For all sweeps we report **best validation accuracy across the run**,
selected by `--save_best_only` (`main.py`), evaluated every epoch on
the test/val split of each dataset (`main.py:1511-1585` for
Pathfinder, `1579-1585` for PathTracker which uses the test split
because it has no held-out val split). Metrics are pushed to W&B
projects `CSSM_15dist`, `CSSM_pathfinder`,
`CSSM_pathtracker_restyled_32f`, and `cssm-imagenet-edge`; figures in
the paper are produced from W&B exports by the plotting scripts in
`scripts/plot_*.py`. Variability across seeds is dominated by the
embed-dim/state-dim grid we sweep, which we report directly in the
results figures rather than running additional seed replicas.
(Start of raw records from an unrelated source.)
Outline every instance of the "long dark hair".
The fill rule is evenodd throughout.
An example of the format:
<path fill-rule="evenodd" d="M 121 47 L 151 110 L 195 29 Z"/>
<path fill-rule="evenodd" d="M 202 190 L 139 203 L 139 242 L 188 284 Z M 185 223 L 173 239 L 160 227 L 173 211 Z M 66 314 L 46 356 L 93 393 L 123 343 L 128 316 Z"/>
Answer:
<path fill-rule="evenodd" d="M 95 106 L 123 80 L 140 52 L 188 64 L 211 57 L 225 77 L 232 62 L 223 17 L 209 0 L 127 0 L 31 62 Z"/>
## 5. Reproducing the results

Every result in the paper can be reproduced with the corresponding
sweep script:

```bash
# PathTracker (15-distractor)
bash scripts/sweep_15dist.sh          2>&1 | tee -a sweep_15dist_$(hostname).out

# Pathfinder-14
bash scripts/sweep_pathfinder.sh      2>&1 | tee -a sweep_pathfinder_$(hostname).out

# Pathfinder-25 + timestep ablation
bash scripts/sweep_pathfinder_25.sh   2>&1 | tee -a sweep_pathfinder_25_$(hostname).out
bash scripts/sweep_nogate_timesteps.sh    2>&1 | tee -a sweep_nogate_ts_$(hostname).out
bash scripts/sweep_nogate_timesteps_25.sh 2>&1 | tee -a sweep_nogate_ts_25_$(hostname).out

# ImageNet
bash scripts/sweep_imagenet_edge.sh   2>&1 | tee -a sweep_imagenet_$(hostname).out
bash scripts/learned_t_imagenet_30ep.sh
bash scripts/lejepa_imagenet_scratch.sh
```

Each sweep maintains a per-script progress log (`sweep_*_progress.log`)
and is fully resumable: re-running the script after a node failure
will skip completed runs and retry only the failed/incomplete ones.